Chronique Internet

Microclips

d'Lëtzebuerger Land du 01.02.2013

À peine Twitter avait-il lancé son service de clips vidéo de six secondes, sous la dénomination Vine, qu’un « incident » faisait frémir les gazettes en ligne : une mini-scène pornographique avait réussi à s’immiscer parmi les clips recommandés aux utilisateurs. Peu après, l’objet du délit disparaissait des recommandations, tandis que Facebook annonçait avec force circonvolutions ne plus offrir de support pour l’application. L’application sera-t-elle retirée de l’App Store d’Apple (alors qu’en version embarquée elle n’existe pour l’instant que sur cette plateforme) ? Dans le monde des réseaux sociaux où quelques titans s’affrontent à coups d’acquisitions et d’exclusions mutuelles, c’est ainsi que se livrent désormais les grandes batailles, et il devient de plus en plus difficile de séparer le grain de l’ivraie.

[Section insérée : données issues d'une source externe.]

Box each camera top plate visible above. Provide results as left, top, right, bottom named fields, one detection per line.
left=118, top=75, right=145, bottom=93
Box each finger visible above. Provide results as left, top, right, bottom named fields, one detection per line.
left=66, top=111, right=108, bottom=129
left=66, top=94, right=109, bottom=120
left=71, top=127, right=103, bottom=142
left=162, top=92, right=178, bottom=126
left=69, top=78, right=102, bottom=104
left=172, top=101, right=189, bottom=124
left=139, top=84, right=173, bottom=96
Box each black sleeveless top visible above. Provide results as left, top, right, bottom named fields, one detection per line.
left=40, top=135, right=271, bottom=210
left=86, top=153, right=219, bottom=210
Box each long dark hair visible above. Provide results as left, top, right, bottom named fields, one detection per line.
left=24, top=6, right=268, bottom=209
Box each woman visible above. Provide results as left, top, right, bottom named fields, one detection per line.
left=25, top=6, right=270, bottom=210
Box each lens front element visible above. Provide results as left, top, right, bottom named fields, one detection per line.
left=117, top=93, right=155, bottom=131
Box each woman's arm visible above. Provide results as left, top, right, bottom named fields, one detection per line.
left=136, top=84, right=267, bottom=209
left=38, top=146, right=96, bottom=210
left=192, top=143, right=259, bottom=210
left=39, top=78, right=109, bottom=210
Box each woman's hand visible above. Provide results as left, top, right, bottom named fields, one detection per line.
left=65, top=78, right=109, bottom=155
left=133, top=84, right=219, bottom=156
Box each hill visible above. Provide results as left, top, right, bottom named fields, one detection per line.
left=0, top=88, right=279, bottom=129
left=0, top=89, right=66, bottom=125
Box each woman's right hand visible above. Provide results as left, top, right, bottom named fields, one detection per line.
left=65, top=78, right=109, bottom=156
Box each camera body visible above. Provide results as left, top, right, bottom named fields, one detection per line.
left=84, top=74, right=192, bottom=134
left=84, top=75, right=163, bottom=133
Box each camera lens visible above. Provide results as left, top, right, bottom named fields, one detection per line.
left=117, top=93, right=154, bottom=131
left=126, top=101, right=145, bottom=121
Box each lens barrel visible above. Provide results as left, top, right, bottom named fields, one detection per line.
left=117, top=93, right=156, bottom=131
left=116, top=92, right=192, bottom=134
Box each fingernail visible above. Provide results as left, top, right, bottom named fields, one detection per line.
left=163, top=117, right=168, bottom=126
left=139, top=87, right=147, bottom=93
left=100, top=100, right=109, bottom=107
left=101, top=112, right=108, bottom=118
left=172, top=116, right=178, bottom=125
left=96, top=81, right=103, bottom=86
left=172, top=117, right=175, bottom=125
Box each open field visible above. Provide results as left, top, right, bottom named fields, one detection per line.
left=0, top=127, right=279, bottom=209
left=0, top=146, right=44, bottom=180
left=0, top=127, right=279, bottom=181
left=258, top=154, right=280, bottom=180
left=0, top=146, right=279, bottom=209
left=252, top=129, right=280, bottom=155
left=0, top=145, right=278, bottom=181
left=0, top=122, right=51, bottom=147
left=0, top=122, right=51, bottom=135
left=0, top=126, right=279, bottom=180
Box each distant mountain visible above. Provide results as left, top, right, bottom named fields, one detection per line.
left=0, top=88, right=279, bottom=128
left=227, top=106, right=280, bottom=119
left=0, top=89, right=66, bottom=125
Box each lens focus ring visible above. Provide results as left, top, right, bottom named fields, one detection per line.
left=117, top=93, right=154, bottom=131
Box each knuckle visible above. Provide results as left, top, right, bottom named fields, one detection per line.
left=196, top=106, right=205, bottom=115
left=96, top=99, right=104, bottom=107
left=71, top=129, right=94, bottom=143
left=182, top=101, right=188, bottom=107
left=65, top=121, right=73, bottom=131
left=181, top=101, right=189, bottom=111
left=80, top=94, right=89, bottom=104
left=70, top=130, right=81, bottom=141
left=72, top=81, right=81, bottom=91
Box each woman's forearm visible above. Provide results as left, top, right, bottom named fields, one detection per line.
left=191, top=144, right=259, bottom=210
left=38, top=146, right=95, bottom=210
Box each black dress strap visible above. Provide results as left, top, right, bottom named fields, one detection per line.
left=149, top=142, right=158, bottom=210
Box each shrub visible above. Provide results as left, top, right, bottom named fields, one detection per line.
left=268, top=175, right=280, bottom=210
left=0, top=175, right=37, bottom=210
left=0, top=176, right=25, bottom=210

Mieux vaut se demander ce que Twitter cherche à faire en lançant Vine. La brièveté des clips de Vine est un premier indice que l’application est parfaitement adaptée à l’univers de Twitter. Alors que rien n’empêche un utilisateur de Twitter de publier un lien vers une vidéo de plusieurs minutes sur Youtube ou Dailymotion, il est clair qu’un microclip se fondra bien mieux au sein d’un flux de messages de 140 caractères au plus chacun. Vine, une start-up de création récente acquise par Twitter, explique sur son site vine.co que « nous voulons qu’il soit plus facile pour les gens de se retrouver et découvrir ce qui se passe dans le monde. Nous croyons aussi que les contraintes génèrent de la créativité, ce que soit à travers un tweet de 140 caractères ou une vidéo de six secondes ». Les microclips surfent sur la vogue des « gifs animés », suite d’images intégrées dans un fichier et défilant en boucle à l’écran, que certains adoptent comme avatars.

Pour se faire une idée de ce que les gens publient sur Vine, on peut se rendre sur Vinepeek, un site indépendant de Twitter et de Vine (et dont la survie n’est donc pas assurée) qui publie à la queue-leu-leu, en temps réel, des clips de la nouvelle plateforme. Le caroussel des images est quelque peu vertigineux, mais il permet de se rendre compte à quel point Vine est le pendant naturel de Twitter, capable du meilleur comme du pire, et offre en tout cas au

voyeur qui sommeille en chacun de nous une étonnante plongée dans l’intimité et l’imaginaire de milliers d’inconnus, avec en général une bonne qualité d’image et de son. Les micro-vidéastes qui testent Vine proposent le même type de sujets que ceux qu’ils publient sur Youtube, animaux domestiques, têtes souriantes, scènes de la vie quotidienne, de vacances ou de fêtes, moments volés etc., mais en beaucoup plus court évidemment et du coup bien plus digeste.

Bien qu’acquis par Twitter, Vine est accessible indépendamment de la plateforme de micro-blogging. Les clips peuvent donc exister de manière indépendante sur d’autres plateformes puisqu’il suffit d’un lien pour y accéder – le pari de Twitter est que ce sera la sienne qui s’avérera la mieux adaptée à ce nouvel outil. Après Instagram, Tumbler, Snapchat, Pinterest, une nouvelle plateforme centrée sur l’image, animée cette fois-ci, cherche à se rendre indispensable aux fans des réseaux sociaux. Il faut reconnaître que le potentiel de la forme inventée par les fondateurs de Vine semble assez considérable. Six secondes d’images animées et de son peuvent véhiculer des messages originaux et forts, les publicitaires en savent quelque chose. Vinepeek montre que dans un premier temps, les clips mis en ligne relèvent davantage du test que du manifeste. Mais il montre aussi que le binôme Twitter-Vine est redoutable par sa portée instantanée et universelle. Ainsi, on imagine aisément ce que Vine aurait pu ajouter comme force de frappe aux réseaux sociaux lorsque ceux-ci servirent à mobiliser et à témoigner lors des printemps arabes.